Wild-type, mTmG, mTmG Actin-Cre, mTmG Vav-Cre, and mTmG Nkx2.1-Cre male and female mice were used at greater than 5 weeks of age. mTmG mice (B6.129(Cg)-Gt(ROSA)26Sortm4(ACTB-tdTomato,-EGFP)Luo/J, RRID:IMSR_JAX:007676) were crossed to Actin-Cre mice (B6N.FVB-Tmem163Tg(ACTB-cre)2Mrt/CjDswJ), RRID:IMSR_JAX:019099), Vav-Cre mice (B6.Cg-Commd10Tg(Vav1-icre)A2Kio/J, RRID:IMSR_JAX:008610) or Nkx2.1-Cre mice (C57BL/6J-Tg(Nkx2-1-cre)2Sand/J, RRID:IMSR_JAX:008661, The Jackson Laboratory) to generate mice with membrane GFP labeling in all cells, hematopoietic cells or lung epithelial cells, respectively. All mice were housed and bred in specific pathogen-free conditions at the University of California, San Francisco, or at Vanderbilt University Medical Center. Animal experiments were approved by the Institutional Animal Care and Use Committee of the University of California, San Francisco, or Vanderbilt University Medical Center.

METHOD DETAILS

Allergic airways and specimen collection

Bronchoalveolar lavages were performed with 1 mL of cold PBS. BAL fluid was centrifuged at 500 g for 5 minutes to separate cell free BALF supernatant from hematopoietic cell rich cell pellets. To perform epithelial brushings, brushes were made from 60-grit sandpaper–polished polyethylene PE-10 tube (BD Biosciences) (Sugimoto et al., 2012). The brush was inserted postmortem through the trachea to the mid mediastinum (past the bifurcation of the right and left mainstem bronchus). The epithelium was gently brushed and collected cells washed directly into Trizol. Blood was drawn slowly from the inferior vena cava immediately postmortem into a 1 or 3ml syringe using a 23G needle to limit hemolysis and collected into a microtainer serum separator tube (Beckton Dickinson).
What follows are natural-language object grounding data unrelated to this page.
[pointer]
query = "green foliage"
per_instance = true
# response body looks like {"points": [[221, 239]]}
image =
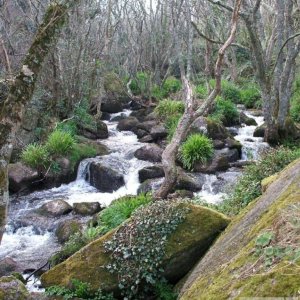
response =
{"points": [[120, 210], [251, 97], [295, 102], [248, 186], [197, 148], [164, 291], [138, 248], [167, 108], [201, 91], [80, 290], [172, 85], [171, 124], [225, 111], [60, 143], [36, 156]]}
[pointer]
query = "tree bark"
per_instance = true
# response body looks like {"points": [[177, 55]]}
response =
{"points": [[12, 109]]}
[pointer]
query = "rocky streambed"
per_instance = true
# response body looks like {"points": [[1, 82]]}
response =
{"points": [[132, 166]]}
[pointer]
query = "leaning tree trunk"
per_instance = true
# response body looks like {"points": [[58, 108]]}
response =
{"points": [[12, 109], [170, 153]]}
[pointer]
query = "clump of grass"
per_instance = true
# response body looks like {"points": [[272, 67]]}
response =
{"points": [[248, 186], [196, 149]]}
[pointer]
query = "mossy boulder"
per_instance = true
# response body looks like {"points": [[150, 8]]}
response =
{"points": [[184, 247], [13, 289], [231, 269]]}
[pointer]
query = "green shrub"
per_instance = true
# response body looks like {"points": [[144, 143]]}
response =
{"points": [[172, 85], [197, 148], [251, 97], [167, 108], [120, 210], [225, 111], [60, 143], [201, 91], [248, 186], [36, 156]]}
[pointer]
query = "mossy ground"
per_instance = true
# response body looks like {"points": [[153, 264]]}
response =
{"points": [[240, 273]]}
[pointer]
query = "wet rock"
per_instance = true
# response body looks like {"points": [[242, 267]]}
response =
{"points": [[244, 119], [86, 208], [13, 289], [67, 228], [151, 153], [20, 177], [8, 266], [151, 172], [55, 208], [184, 247], [128, 124], [158, 132], [112, 106], [213, 130], [260, 131], [105, 178]]}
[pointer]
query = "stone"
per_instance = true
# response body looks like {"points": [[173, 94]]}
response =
{"points": [[151, 172], [150, 153], [128, 124], [158, 132], [55, 208], [67, 228], [223, 273], [20, 177], [184, 247], [105, 178], [86, 208], [13, 289], [244, 119]]}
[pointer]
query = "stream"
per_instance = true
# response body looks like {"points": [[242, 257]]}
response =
{"points": [[31, 246]]}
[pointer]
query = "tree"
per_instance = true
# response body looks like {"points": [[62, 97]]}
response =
{"points": [[274, 45], [21, 91], [170, 153]]}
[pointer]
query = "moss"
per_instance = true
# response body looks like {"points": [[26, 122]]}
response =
{"points": [[188, 243], [238, 274]]}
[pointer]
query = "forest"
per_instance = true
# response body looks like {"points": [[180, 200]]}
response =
{"points": [[149, 149]]}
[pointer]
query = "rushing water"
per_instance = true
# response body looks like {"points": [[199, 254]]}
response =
{"points": [[31, 246]]}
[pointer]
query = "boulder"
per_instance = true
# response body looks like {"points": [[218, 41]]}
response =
{"points": [[244, 119], [111, 106], [231, 269], [105, 178], [151, 153], [128, 124], [212, 129], [151, 172], [13, 289], [67, 228], [184, 247], [20, 177], [86, 208], [8, 266], [260, 131], [158, 132], [55, 208], [220, 161]]}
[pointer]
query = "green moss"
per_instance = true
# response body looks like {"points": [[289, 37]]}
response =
{"points": [[238, 272]]}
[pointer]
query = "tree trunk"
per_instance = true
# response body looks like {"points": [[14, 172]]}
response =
{"points": [[11, 111]]}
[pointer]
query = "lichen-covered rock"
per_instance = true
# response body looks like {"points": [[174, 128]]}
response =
{"points": [[231, 269], [55, 208], [184, 247], [13, 289]]}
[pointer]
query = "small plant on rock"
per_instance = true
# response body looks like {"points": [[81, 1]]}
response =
{"points": [[196, 149], [138, 247]]}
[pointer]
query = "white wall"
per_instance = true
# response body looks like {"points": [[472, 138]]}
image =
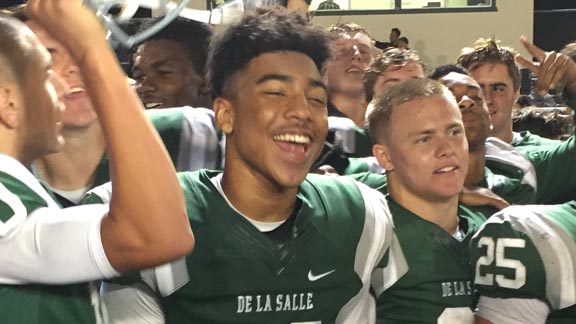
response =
{"points": [[440, 36]]}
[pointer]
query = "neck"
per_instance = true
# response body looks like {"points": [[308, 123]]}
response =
{"points": [[443, 213], [354, 107], [73, 166], [476, 165], [256, 197], [506, 134]]}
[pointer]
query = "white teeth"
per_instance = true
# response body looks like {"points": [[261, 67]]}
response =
{"points": [[447, 169], [153, 104], [300, 139]]}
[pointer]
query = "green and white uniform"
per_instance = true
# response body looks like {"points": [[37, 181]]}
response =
{"points": [[525, 254], [42, 245], [189, 135], [512, 190], [438, 286], [314, 268], [525, 138]]}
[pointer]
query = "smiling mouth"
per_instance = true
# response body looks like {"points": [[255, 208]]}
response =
{"points": [[297, 146], [446, 169], [292, 138], [354, 71], [151, 105]]}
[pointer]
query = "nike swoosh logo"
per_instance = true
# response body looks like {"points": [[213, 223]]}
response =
{"points": [[313, 277]]}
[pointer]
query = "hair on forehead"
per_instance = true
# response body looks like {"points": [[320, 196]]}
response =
{"points": [[16, 41], [379, 119], [391, 57], [487, 51], [192, 35], [348, 27], [259, 32]]}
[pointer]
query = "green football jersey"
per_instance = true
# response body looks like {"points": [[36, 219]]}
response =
{"points": [[189, 135], [317, 267], [437, 288], [529, 252], [36, 304], [525, 138], [511, 189], [550, 169]]}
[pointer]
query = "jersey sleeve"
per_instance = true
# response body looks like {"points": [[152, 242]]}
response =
{"points": [[131, 304], [522, 253], [53, 246], [377, 241]]}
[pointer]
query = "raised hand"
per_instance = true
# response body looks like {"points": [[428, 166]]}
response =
{"points": [[552, 68], [71, 23]]}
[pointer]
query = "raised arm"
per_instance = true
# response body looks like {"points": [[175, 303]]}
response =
{"points": [[551, 68], [147, 223]]}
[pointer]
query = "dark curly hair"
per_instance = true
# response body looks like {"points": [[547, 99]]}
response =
{"points": [[487, 51], [259, 32]]}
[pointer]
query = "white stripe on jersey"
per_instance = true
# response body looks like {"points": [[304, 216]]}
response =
{"points": [[377, 238], [499, 151]]}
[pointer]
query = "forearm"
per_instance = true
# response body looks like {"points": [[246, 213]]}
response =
{"points": [[147, 223], [147, 220]]}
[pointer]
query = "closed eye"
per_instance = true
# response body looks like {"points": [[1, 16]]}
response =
{"points": [[422, 139]]}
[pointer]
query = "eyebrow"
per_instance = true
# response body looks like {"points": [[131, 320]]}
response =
{"points": [[432, 131], [494, 84], [285, 78], [160, 63]]}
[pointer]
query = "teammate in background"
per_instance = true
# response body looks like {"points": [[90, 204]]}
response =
{"points": [[549, 166], [170, 66], [524, 259], [494, 68], [388, 68], [82, 164], [352, 51], [43, 244], [419, 140], [274, 246]]}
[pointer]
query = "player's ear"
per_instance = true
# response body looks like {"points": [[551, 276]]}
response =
{"points": [[10, 107], [224, 113], [381, 153]]}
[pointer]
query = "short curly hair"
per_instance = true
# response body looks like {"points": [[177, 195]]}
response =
{"points": [[259, 32], [487, 51], [393, 56]]}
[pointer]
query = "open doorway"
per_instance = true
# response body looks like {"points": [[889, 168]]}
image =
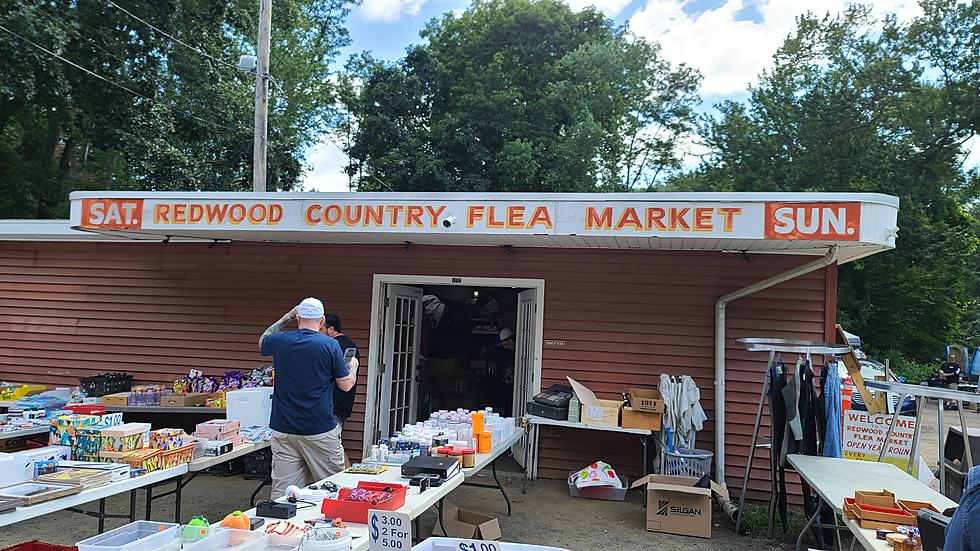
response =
{"points": [[442, 343]]}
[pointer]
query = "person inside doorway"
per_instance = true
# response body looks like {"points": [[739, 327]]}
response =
{"points": [[503, 377], [343, 400], [306, 444]]}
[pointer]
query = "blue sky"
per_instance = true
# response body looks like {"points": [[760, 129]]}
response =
{"points": [[729, 41]]}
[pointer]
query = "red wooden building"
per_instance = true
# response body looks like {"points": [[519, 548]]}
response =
{"points": [[612, 290]]}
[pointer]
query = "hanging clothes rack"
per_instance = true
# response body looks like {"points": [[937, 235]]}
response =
{"points": [[774, 347]]}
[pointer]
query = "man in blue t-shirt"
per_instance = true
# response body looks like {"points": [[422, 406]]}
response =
{"points": [[306, 444]]}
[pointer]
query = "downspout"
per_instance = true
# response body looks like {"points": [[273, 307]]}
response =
{"points": [[720, 306]]}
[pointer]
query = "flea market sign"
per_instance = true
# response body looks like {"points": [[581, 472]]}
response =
{"points": [[744, 220]]}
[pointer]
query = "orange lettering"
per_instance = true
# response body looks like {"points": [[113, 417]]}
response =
{"points": [[473, 214], [541, 216], [395, 210], [491, 221], [180, 213], [594, 220], [677, 219], [515, 217], [236, 213], [728, 216], [434, 215], [161, 214], [629, 218], [331, 215], [352, 220], [311, 214], [702, 219], [413, 216], [655, 218], [374, 215]]}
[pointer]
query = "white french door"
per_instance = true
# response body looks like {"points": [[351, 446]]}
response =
{"points": [[402, 336], [524, 345]]}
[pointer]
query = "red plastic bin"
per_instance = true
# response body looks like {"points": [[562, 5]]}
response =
{"points": [[356, 511], [87, 409], [35, 545]]}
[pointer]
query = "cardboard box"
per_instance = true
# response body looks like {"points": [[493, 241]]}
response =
{"points": [[461, 523], [189, 399], [675, 506], [646, 399], [116, 400], [633, 419], [595, 411]]}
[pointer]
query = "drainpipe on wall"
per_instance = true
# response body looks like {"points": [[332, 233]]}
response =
{"points": [[720, 306]]}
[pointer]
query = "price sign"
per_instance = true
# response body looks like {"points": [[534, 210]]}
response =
{"points": [[389, 531]]}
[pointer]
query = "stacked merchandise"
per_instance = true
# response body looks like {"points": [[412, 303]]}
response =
{"points": [[220, 431], [460, 430]]}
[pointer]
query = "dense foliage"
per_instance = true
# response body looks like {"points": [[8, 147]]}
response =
{"points": [[184, 120], [857, 105], [519, 95]]}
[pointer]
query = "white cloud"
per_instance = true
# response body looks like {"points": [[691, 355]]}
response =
{"points": [[327, 173], [729, 52], [389, 11], [611, 8]]}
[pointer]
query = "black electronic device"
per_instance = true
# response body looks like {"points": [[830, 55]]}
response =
{"points": [[275, 509], [444, 467], [932, 529]]}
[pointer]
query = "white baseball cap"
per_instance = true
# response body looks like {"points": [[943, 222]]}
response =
{"points": [[310, 308]]}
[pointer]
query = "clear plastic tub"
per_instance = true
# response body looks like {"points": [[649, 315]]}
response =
{"points": [[142, 535], [229, 539]]}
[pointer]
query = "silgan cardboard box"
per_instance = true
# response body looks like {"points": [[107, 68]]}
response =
{"points": [[676, 506], [461, 523], [595, 411]]}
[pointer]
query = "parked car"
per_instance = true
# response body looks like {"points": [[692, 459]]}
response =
{"points": [[869, 370]]}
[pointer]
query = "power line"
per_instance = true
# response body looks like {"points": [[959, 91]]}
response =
{"points": [[116, 84], [172, 37]]}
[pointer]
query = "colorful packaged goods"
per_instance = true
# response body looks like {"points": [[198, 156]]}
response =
{"points": [[177, 456], [145, 458], [125, 437], [64, 428]]}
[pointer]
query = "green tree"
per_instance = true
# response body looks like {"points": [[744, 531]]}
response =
{"points": [[519, 95], [176, 115], [854, 106]]}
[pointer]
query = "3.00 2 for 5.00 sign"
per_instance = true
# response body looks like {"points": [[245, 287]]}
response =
{"points": [[389, 531]]}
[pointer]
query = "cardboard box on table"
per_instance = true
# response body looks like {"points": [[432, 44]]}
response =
{"points": [[676, 506], [596, 411], [461, 523]]}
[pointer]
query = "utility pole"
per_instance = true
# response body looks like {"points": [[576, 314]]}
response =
{"points": [[261, 146]]}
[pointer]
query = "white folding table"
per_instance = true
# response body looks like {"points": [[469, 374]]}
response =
{"points": [[99, 493], [535, 421], [836, 479], [416, 503]]}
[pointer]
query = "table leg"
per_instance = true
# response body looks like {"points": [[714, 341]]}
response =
{"points": [[149, 501], [102, 515], [177, 491], [493, 469]]}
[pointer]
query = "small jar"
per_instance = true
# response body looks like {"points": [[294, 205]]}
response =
{"points": [[469, 458], [457, 455]]}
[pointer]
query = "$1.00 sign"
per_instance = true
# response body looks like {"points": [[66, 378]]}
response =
{"points": [[389, 531]]}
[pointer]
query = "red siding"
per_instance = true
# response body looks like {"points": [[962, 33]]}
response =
{"points": [[154, 310]]}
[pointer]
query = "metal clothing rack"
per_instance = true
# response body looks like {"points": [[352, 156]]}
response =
{"points": [[774, 346]]}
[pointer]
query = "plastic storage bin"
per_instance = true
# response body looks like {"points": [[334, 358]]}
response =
{"points": [[229, 539], [605, 493], [142, 535], [685, 462]]}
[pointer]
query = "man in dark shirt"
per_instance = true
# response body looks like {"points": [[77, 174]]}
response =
{"points": [[343, 400], [306, 445]]}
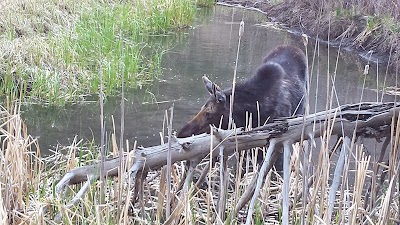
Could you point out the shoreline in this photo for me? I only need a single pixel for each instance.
(335, 32)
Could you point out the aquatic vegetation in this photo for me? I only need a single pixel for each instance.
(54, 50)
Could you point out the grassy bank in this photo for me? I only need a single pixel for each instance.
(366, 26)
(54, 51)
(27, 191)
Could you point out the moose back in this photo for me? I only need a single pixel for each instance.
(277, 89)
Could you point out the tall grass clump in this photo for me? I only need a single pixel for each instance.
(19, 166)
(54, 50)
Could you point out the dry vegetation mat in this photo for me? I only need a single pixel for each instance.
(361, 189)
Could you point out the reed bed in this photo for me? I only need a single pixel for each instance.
(325, 188)
(52, 51)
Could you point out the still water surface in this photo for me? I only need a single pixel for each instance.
(209, 48)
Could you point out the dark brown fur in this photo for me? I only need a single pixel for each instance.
(278, 86)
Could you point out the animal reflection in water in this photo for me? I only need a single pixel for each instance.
(276, 90)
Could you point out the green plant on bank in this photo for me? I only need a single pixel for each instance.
(56, 49)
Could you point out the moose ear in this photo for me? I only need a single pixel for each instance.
(214, 90)
(209, 85)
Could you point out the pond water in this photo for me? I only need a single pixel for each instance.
(208, 48)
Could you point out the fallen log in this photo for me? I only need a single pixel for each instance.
(366, 119)
(370, 120)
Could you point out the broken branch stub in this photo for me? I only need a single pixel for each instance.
(371, 120)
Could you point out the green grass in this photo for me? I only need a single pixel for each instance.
(63, 47)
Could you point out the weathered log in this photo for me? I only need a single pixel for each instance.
(372, 120)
Serum was isolated by centrifugation at 6000 rpm for 3 minutes, followed by centrifugation at 1200 g for 20 minutes to remove residual red blood cells. Visibly hemolyzed specimens were not used for study. For allergic airway experiments, mice were injected intraperitoneally weekly for 3-4 weeks with 50 ug ovalbumin (OVA, Sigma-Aldrich) in 100 ul of PBS plus 100 ul of Imject alum (Thermo Scientific). Starting 7 days after the last injection, mice were challenged daily by oropharyngeal aspiration of 50 ug OVA in 20 ul of PBS or 20 ul of PBS alone for three consecutive days. Specimens were collected on day 4 after the first lung challenge.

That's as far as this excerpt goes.